The additional pro/con of a suppressInstrumentation flag separate from the Span itself is the fact that both metrics and spans can share that value. But maybe, it would be better if we had those as two separate flags as most likely you will only want to suppress one or the other, most likely in the exporter.

So maybe:

suppressTraceInstrumentation and suppressMetricInstrumentation?

toumorokoshi on 1 Apr 2020

I haven't seen examples of these expensive computations yet

You have to look at everything the instrumentation does for each span. E.g. the sum of all the things that the Python WSGI instrumentation does per request is relatively expensive.

Oberon00 on 1 Apr 2020

@toumorokoshi I was saying the primary use of isRecording is to avoid expensive operations to gather span attributes. @Oberon00 had recommended checking the context for instrumentation disabled flag within instrumentations because it would also avoid said expensive computations.

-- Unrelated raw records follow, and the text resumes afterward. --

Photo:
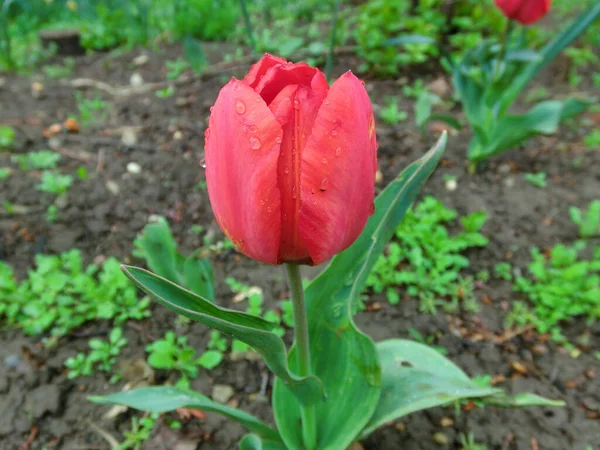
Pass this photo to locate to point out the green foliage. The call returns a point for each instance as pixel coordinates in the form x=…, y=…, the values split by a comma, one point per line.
x=537, y=179
x=157, y=246
x=43, y=159
x=7, y=137
x=54, y=183
x=174, y=353
x=391, y=114
x=560, y=287
x=92, y=111
x=426, y=260
x=60, y=294
x=587, y=220
x=103, y=356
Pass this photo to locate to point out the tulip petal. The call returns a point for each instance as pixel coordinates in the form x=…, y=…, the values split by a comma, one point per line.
x=338, y=170
x=281, y=75
x=258, y=70
x=241, y=153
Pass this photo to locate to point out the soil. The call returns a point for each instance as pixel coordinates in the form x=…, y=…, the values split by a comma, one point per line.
x=41, y=408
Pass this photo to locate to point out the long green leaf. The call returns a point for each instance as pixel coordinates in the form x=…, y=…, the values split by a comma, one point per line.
x=252, y=330
x=339, y=350
x=415, y=377
x=162, y=398
x=547, y=55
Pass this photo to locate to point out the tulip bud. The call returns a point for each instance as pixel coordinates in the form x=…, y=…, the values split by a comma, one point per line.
x=291, y=162
x=524, y=11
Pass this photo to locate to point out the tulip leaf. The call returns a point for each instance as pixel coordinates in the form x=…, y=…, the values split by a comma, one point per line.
x=416, y=377
x=250, y=329
x=164, y=398
x=254, y=442
x=339, y=350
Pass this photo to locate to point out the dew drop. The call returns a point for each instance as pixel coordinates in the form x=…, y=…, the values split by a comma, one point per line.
x=324, y=184
x=255, y=143
x=240, y=107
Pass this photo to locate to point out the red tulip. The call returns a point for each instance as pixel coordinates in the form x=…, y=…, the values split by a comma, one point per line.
x=291, y=162
x=524, y=11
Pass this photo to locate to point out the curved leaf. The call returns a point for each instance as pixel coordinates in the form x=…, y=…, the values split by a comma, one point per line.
x=252, y=330
x=339, y=350
x=415, y=377
x=162, y=398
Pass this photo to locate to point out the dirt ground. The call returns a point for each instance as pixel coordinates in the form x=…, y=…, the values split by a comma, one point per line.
x=105, y=212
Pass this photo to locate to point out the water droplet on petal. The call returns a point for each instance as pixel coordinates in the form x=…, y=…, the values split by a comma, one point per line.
x=240, y=107
x=324, y=184
x=255, y=143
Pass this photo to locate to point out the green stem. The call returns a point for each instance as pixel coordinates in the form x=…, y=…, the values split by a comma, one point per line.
x=329, y=62
x=309, y=423
x=248, y=24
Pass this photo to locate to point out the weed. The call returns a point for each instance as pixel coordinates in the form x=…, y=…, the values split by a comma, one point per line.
x=43, y=159
x=587, y=220
x=560, y=287
x=537, y=179
x=103, y=356
x=391, y=114
x=92, y=111
x=425, y=259
x=174, y=353
x=54, y=183
x=7, y=137
x=60, y=294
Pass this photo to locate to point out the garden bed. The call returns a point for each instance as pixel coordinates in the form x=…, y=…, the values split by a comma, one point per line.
x=103, y=214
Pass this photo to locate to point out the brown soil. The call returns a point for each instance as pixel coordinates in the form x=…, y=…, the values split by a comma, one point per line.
x=36, y=395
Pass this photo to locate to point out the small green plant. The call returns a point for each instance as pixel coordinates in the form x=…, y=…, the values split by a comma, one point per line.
x=103, y=356
x=592, y=140
x=426, y=260
x=157, y=246
x=587, y=220
x=61, y=294
x=391, y=114
x=503, y=270
x=141, y=431
x=7, y=137
x=43, y=159
x=537, y=179
x=54, y=183
x=174, y=353
x=92, y=111
x=559, y=287
x=467, y=442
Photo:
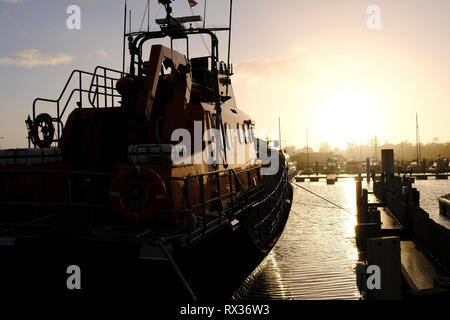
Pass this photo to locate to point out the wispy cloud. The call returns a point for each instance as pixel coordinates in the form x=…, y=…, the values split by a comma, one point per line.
x=33, y=58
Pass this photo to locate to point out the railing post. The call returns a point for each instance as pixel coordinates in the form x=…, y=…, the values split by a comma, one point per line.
x=202, y=199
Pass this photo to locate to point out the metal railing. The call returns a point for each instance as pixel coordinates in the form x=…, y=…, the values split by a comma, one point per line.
x=101, y=85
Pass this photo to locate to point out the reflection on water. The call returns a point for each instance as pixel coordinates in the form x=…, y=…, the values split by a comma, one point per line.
x=316, y=256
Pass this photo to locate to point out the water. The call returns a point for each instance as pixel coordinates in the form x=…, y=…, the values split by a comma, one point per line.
x=316, y=256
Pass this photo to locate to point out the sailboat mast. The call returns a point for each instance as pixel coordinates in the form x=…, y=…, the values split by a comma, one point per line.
x=124, y=37
x=419, y=155
x=307, y=151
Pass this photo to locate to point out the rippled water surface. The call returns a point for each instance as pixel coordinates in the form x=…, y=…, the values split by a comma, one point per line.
x=315, y=257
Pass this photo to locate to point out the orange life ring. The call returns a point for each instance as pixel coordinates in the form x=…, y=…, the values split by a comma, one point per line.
x=138, y=182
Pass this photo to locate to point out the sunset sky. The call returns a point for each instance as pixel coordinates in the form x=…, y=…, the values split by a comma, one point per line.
x=315, y=64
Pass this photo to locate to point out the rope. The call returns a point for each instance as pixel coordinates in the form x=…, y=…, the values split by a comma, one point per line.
x=329, y=201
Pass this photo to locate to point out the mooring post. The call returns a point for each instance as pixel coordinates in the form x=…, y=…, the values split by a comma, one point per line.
x=384, y=253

In my opinion the "correct" implementation on the instrumentation side would be:

instrumentation calls startSpan
tracer sees instrumentation disabled, returns a non-recording span
instrumentation sees span is non-recording and avoids expensive operations

This avoids the need for every instrumentation to check this flag. Because there will be many instrumentations, we cannot guarantee none of them will forget.

The flag is set on the context by span processors before they call exporters, or optionally in the exporter. I have no strong opinion on this difference.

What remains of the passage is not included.